Nog opmerkelijker zijn de uitlatingen van Joseph Stiglitz, eveneens een winnaar van de Nobelprijs voor economie, voormalig topadiviseur van Clinton en voormalig hoofdeconoom van de Wereldbank. De professor had een straffe boodschap voor liberalen van divers pluimage: “Het uitgangspunt dat economische actoren rationeel handelen, of dat de markt efficiënt is, is door de feiten achterhaald” … Het rational choice model en de efficiëntie van de allocatie door de vrije markt zijn net twee basispeilers van de economische theorie die ons van kindsbeen af wordt ingepeperd.

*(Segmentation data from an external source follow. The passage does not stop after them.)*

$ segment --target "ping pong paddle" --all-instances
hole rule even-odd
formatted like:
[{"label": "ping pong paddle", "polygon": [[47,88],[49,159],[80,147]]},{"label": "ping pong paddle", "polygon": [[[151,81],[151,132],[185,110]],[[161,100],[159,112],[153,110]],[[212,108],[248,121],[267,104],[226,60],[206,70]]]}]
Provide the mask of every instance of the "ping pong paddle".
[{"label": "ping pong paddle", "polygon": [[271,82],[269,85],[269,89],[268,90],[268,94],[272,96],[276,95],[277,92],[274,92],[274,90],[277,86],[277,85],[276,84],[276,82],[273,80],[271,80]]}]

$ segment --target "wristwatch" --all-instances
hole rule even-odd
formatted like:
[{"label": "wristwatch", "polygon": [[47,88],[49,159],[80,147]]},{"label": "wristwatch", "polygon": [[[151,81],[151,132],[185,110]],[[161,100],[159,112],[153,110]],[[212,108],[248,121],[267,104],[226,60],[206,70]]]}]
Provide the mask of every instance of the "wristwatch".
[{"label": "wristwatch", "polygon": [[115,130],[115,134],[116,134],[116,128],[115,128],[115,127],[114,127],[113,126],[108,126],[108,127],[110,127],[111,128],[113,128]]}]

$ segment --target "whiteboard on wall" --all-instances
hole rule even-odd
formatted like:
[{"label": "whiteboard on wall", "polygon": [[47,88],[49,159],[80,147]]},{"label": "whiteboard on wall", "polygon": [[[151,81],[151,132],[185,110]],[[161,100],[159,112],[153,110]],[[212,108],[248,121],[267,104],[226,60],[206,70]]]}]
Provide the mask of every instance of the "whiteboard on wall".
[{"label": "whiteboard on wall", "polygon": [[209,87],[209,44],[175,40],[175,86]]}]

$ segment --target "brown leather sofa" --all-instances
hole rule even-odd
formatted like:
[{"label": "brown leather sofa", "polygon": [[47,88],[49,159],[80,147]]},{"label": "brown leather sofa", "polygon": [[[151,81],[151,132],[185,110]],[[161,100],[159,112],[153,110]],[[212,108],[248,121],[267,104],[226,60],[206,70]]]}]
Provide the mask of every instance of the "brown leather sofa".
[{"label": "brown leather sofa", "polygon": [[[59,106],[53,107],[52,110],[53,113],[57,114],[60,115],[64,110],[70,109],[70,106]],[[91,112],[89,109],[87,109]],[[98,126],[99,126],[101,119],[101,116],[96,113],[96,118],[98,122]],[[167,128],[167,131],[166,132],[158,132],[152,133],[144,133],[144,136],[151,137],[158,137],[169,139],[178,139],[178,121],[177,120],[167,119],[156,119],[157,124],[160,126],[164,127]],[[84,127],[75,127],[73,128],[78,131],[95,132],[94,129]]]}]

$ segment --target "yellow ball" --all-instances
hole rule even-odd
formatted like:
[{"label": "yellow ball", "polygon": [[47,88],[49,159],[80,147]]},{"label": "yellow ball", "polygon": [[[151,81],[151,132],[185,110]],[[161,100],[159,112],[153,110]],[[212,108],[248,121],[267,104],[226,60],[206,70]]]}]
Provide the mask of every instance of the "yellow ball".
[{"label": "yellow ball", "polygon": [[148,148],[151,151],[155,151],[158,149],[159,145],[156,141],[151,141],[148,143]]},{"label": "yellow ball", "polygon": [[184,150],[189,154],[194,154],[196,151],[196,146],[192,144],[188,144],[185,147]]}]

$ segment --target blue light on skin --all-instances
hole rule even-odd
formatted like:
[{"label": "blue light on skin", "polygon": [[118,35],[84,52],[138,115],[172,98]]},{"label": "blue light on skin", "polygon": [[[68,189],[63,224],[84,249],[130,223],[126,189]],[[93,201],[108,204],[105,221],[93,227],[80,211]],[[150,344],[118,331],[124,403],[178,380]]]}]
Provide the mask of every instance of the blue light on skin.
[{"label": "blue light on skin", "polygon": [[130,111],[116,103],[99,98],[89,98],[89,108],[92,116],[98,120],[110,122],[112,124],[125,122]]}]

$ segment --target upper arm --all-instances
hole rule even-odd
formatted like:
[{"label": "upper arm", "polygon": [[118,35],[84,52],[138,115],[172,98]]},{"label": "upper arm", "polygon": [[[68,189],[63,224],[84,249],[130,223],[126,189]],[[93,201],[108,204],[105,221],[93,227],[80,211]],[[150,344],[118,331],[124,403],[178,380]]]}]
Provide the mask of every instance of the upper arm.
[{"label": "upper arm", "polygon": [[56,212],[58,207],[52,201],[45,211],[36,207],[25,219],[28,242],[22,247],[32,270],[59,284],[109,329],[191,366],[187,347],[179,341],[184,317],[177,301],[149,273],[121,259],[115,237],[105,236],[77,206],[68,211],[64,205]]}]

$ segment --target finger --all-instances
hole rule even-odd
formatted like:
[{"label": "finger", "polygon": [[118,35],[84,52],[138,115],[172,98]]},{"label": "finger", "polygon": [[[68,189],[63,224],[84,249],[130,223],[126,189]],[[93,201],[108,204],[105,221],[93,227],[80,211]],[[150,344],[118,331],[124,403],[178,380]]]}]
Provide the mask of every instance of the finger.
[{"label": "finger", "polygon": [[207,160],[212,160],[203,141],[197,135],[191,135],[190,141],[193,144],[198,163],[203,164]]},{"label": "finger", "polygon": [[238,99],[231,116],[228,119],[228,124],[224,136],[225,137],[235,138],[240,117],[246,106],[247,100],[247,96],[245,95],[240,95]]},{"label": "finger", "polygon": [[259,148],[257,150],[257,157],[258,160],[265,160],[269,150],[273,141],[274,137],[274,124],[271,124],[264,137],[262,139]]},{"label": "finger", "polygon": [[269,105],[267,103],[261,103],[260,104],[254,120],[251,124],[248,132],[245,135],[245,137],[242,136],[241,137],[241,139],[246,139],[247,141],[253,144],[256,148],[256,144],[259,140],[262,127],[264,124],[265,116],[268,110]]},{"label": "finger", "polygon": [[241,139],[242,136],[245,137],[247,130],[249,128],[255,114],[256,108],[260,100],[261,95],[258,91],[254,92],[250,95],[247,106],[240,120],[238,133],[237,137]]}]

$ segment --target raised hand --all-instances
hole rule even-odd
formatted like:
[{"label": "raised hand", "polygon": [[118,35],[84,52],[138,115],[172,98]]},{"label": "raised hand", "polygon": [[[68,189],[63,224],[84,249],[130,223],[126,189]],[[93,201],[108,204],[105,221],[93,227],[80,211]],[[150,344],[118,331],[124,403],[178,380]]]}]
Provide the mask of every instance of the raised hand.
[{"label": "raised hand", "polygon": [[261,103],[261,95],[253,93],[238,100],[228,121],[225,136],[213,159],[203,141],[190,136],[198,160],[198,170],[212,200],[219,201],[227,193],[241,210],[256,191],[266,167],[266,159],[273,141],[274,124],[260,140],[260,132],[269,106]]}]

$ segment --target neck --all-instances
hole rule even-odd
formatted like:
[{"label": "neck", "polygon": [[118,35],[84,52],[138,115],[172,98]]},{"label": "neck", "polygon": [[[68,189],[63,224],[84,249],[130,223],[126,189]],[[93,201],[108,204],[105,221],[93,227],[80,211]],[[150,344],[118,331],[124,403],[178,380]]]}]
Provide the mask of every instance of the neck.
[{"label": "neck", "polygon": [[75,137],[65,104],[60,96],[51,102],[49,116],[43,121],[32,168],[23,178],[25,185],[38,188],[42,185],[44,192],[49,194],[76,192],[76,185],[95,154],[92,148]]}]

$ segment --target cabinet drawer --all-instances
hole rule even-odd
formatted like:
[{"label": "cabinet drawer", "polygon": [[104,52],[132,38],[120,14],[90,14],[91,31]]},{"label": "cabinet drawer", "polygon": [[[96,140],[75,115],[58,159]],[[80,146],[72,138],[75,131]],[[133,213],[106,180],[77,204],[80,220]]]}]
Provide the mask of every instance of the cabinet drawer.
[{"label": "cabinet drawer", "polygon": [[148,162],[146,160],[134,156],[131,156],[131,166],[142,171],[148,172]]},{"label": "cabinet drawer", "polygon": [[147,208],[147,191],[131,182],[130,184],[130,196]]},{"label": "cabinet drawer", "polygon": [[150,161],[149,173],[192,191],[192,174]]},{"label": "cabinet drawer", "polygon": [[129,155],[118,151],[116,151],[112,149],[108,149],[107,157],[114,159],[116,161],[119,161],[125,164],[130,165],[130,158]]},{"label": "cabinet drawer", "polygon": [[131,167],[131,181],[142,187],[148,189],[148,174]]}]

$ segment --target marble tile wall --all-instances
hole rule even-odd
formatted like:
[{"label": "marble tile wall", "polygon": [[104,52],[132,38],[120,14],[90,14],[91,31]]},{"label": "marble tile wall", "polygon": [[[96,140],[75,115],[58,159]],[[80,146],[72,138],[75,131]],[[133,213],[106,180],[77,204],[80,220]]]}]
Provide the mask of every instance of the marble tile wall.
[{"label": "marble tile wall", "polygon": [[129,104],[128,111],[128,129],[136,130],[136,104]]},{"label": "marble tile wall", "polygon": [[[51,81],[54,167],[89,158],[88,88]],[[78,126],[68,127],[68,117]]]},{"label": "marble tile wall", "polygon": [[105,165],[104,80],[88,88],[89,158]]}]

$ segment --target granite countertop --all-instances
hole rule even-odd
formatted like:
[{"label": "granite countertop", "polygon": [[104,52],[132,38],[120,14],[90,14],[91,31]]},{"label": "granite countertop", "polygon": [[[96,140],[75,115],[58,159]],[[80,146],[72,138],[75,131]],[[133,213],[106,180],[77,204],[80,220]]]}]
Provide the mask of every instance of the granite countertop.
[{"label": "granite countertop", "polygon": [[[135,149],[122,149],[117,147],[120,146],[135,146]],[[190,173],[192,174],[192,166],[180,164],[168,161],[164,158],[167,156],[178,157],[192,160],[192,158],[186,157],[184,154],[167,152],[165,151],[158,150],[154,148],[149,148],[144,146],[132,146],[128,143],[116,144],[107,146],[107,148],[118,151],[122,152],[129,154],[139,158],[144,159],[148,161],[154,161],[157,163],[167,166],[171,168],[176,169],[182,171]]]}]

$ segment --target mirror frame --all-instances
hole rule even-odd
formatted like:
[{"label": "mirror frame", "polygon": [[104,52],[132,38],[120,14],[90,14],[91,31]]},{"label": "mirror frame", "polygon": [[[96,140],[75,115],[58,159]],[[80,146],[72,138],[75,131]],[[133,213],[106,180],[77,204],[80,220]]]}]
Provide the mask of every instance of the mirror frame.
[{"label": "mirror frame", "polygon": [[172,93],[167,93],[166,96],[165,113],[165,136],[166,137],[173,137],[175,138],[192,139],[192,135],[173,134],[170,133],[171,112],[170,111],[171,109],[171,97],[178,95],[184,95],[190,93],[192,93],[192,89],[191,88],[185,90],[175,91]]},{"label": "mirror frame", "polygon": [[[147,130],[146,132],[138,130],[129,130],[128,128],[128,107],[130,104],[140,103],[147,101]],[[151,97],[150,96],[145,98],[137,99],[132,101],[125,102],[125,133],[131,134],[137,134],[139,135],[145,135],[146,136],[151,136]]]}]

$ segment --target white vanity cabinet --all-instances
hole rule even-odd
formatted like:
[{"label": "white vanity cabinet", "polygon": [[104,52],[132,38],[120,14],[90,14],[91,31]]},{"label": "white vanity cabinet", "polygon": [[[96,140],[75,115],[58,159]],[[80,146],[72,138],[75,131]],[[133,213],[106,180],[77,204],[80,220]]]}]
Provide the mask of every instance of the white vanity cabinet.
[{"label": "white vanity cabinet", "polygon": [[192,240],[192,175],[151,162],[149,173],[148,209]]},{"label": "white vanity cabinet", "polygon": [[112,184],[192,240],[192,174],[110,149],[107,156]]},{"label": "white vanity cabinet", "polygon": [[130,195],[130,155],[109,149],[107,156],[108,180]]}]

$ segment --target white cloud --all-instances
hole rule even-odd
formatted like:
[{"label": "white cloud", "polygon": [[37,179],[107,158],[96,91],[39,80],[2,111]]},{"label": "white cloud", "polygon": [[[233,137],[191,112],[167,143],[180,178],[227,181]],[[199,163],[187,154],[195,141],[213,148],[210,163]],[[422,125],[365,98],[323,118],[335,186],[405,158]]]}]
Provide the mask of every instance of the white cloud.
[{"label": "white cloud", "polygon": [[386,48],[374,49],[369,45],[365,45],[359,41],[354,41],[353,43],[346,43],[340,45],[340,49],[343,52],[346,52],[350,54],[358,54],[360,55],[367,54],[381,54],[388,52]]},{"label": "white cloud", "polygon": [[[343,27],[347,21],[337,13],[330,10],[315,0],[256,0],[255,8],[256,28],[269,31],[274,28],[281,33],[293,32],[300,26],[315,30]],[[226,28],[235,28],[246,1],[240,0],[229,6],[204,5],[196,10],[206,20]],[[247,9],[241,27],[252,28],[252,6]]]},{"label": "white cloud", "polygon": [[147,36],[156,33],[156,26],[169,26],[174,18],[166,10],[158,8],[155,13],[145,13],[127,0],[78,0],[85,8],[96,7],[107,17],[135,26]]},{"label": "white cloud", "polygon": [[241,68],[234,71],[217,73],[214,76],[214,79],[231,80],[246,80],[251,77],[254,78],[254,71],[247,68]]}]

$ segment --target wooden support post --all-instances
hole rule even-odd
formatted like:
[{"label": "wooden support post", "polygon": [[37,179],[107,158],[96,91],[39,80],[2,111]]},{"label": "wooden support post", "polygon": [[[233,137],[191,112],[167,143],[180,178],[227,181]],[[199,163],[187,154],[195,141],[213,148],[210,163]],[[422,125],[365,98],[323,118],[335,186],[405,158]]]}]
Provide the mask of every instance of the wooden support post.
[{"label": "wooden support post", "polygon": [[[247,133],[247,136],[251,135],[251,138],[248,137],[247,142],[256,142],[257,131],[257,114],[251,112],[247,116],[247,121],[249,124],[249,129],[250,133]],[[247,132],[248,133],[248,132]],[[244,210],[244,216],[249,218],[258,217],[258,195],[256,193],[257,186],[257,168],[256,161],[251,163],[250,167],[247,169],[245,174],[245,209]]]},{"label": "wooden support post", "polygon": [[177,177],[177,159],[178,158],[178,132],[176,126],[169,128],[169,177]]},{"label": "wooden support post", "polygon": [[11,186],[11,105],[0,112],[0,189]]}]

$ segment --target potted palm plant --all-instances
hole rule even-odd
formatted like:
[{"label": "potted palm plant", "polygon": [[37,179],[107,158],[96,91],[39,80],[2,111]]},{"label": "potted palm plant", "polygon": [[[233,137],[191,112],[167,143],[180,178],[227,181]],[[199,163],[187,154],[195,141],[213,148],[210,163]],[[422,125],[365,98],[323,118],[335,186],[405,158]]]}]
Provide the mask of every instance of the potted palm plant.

Toegegeven, de frustratie van Stiglitz kan misschien ook wel met jaloersheid te maken hebben. De “arme prof” beëindigde zijn uiteenzetting immers met een steek naar zijn rijke ex-studenten in Wall Street: “Als ik de verloning zie die sommige van mijn middelmatige studenten er rapen, dan strookt dat niet met hun capaciteiten.” Inderdaad, de wereld is oneerlijk, Joseph! Maar de globale conclusie kunnen we enkel maar onderschrijven: de vrije markt en het kapitalisme bieden geen basis voor een stabiele toekomst voor de mensheid.
De paradox van economische voorspellingen
Paul De Grauwe raakt stilaan depressief als hij naar de economische commentatoren kijkt. In een opiniestuk in de krant De Morgen voorspelt hij dat de voorspellers er opnieuw volledig naast zullen zitten. Hij schrijft: “De onzekerheid over hoe de conjunctuur volgend jaar zal evolueren, is bijzonder groot. We kunnen een sterke heropleving zien, maar ook een terugval van de conjunctuur. Voor beide scenario’s kunnen stevige argumenten worden aangevoerd. Zoveel onzekerheid zou moeten leiden tot sterk uiteenlopende voorspellingen. Maar dat is helemaal niet wat we zien. Integendeel, de economische analisten vertonen een neiging om te convergeren naar dezelfde voorspellingen. Die consensus is heel gevaarlijk omdat hij een perceptie creëert van objectiviteit, ja zelfs van wetenschappelijkheid, terwijl de realiteit helemaal anders is. De consensus van de voorspellers weerspiegelt eigenlijk hun grote onzekerheid over wat de toekomst zal bieden.”
Deze paradox is het gevolg van kopieergedrag bij economen die elkaar voorspellingen als belangrijkste factor beschouwen. De convergentie in de voorspellingen is voor De Grauwe “geen bewijs superieure inzichten van de economen, maar wel van hun collectieve onwetendheid.”
Ook voor Ivan van de Cloot wordt het te veel, hij verklaarde dat “weerpraatjes echte fysica lijken in vergelijking met economische voorspellingen.”